Un tribunal néerlandais a décidé de ne pas imposer de peine de prison à un homme reconnu coupable d'avoir aidé sa mère âgée de 99 ans à se suicider en 2008, a annoncé le tribunal de Zutphen (est), appelant au débat public.

Albert Heringa, 77 ans, «a délibérément choisi de ne pas respecter les règles», a indiqué le tribunal dans un communiqué. «Mais vu que le tribunal est convaincu qu'il a agi par amour pour sa mère, il ne sera pas puni».

Le parquet avait requis une peine de trois mois de prison avec sursis contre Albert Heringa, qui encourait jusqu'à trois ans de prison, selon les médias néerlandais.

L'histoire de M. Heringa et de sa mère avait fait l'objet d'un documentaire diffusé en février 2010.

Le documentaire montre notamment le moment où Mme Heringa fait ses adieux à sa petite-fille. «J'ai hâte», dit-elle notamment. On y voit également le moment où elle ingurgite les pilules apportées par son fils.

En 2008, M. Heringa avait aidé sa mère, Moek Heringa, à mettre fin à ses jours en se procurant des pilules après qu'un médecin eût refusé à sa mère de pratiquer l'euthanasie, légale aux Pays-Bas depuis 2002.

«Tout d'abord, le 'non' du médecin n'était pas définitif», a souligné le tribunal : «ensuite, si ce médecin avait dit non, Heringa aurait dû solliciter un autre médecin».

Les Pays-Bas ont été avec la Belgique le premier pays au monde à légaliser l'euthanasie, en 2002.

Le médecin est au centre de ce processus. Pour que l'euthanasie ait lieu, il doit avoir la conviction qu'il n'existe pas d'autre solution raisonnable pour le patient et que la souffrance doit être «insupportable et sans perspective d'amélioration».

Ces dispositions, qui peuvent être sujettes à interprétation, font régulièrement l'objet d'un débat aux Pays-Bas.

L'aide au suicide telle que celle fournie à Mme Heringa est illégale et son fils, par l'intermédiaire du documentaire et de sa présence occasionnelle sur des plateaux de télévision, souhaitait contribuer au débat public.

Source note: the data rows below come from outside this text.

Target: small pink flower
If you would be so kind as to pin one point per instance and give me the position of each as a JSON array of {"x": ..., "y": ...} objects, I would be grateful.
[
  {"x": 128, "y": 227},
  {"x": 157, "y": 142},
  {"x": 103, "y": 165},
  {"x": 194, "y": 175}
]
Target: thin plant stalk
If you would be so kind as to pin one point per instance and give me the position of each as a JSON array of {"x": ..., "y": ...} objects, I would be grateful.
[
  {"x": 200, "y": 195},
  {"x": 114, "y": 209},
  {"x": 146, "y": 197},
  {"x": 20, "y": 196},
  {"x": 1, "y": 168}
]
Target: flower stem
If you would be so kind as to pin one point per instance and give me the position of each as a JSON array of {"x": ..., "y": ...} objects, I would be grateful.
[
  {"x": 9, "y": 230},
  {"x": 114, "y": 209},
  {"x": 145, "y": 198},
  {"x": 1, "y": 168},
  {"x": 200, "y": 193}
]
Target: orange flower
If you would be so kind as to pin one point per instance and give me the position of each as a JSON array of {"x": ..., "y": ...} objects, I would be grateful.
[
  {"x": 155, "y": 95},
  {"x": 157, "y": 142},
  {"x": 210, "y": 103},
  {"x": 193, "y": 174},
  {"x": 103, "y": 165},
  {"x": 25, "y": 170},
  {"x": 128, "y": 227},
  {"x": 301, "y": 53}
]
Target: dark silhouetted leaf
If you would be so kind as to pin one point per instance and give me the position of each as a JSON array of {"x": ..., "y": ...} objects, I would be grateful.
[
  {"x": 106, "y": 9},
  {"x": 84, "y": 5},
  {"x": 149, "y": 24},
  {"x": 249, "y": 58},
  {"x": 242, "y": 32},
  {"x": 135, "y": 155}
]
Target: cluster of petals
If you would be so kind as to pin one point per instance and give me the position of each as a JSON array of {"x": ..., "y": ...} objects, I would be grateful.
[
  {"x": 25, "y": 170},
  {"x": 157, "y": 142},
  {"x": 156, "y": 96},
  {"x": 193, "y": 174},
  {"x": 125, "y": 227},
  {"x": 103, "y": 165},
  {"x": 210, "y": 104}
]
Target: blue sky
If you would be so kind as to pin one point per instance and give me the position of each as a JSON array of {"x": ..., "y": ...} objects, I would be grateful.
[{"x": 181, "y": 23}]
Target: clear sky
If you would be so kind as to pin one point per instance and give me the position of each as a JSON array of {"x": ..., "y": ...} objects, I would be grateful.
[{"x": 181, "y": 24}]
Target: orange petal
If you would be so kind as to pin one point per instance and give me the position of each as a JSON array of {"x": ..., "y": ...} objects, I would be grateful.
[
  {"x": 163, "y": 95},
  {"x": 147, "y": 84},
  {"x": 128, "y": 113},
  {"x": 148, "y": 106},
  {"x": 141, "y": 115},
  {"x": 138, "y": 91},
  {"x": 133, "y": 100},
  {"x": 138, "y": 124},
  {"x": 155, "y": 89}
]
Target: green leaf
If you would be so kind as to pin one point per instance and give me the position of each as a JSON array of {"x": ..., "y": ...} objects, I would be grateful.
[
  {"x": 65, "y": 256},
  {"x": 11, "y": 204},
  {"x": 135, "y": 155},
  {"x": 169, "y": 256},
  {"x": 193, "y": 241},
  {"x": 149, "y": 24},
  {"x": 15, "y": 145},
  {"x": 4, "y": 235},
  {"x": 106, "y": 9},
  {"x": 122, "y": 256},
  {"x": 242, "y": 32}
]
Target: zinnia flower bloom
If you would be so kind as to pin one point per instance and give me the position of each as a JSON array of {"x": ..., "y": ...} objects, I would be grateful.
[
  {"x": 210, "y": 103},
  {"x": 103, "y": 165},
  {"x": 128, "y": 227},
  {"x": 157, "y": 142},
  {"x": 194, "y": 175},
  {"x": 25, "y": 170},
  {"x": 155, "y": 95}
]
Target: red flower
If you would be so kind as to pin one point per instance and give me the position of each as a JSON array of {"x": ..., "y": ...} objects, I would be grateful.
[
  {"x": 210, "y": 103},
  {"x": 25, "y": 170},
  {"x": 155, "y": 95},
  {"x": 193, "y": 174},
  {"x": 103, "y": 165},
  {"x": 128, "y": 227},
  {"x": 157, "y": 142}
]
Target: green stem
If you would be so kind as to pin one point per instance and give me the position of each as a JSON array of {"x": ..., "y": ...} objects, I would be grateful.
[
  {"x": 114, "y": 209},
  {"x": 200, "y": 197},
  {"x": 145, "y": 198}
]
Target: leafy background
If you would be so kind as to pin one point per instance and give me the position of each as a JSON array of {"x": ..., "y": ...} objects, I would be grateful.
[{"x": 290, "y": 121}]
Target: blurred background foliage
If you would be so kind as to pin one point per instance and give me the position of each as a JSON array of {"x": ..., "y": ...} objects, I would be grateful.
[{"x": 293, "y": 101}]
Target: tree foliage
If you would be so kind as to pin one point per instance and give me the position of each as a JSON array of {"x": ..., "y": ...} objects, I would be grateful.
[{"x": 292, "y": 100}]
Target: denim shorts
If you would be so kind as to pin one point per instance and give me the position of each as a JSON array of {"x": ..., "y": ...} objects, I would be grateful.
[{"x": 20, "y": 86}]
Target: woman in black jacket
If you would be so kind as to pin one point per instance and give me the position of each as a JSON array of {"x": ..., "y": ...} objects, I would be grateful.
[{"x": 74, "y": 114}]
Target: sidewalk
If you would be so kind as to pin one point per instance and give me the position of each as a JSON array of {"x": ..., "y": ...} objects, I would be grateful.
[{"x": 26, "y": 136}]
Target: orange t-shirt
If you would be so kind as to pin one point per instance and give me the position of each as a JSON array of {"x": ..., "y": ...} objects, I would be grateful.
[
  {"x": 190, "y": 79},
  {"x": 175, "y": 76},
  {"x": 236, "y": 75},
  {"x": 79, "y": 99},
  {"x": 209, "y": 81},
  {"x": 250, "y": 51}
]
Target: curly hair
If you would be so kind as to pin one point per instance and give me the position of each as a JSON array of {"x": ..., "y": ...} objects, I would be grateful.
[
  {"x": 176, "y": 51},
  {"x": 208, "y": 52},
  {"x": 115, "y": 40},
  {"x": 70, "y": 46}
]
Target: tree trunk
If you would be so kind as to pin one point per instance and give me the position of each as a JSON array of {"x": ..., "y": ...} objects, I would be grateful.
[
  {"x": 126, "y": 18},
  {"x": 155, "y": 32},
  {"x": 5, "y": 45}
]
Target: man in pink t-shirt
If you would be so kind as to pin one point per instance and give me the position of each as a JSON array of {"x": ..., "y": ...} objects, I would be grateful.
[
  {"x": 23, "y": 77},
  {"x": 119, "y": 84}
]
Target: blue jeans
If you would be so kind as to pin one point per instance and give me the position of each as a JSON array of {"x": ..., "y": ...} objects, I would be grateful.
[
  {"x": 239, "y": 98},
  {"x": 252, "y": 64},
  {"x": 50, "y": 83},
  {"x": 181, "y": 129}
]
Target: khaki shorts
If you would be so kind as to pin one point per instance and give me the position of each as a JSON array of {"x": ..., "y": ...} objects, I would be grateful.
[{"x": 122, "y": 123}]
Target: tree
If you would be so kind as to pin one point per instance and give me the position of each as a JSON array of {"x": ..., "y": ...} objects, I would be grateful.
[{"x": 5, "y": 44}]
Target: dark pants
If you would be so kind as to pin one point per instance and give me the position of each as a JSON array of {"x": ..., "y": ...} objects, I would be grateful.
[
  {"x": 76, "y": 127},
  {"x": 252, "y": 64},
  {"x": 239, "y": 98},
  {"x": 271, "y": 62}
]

De plus en plus de voix s'élèvent aux Pays-Bas pour revendiquer le droit à l'aide à «partir de manière digne», une fois sa vie «accomplie», et pas seulement lorsque les critères de la loi sur l'euthanasie sont remplis.

«Le tribunal rend son jugement pleinement conscient d'être dans une époque qui voit croître les possibilités de la médecine et l'espérance de vie, une époque dans laquelle les gens se soucient de l'autodétermination, leur capacité à garder leur propre identité et qualité de vie», souligne le communiqué.

«Le débat public doit très certainement avoir lieu», a poursuivi le tribunal, avant d'ajouter : «c'est au monde politique de décider si oui ou non il faut faire quelque chose».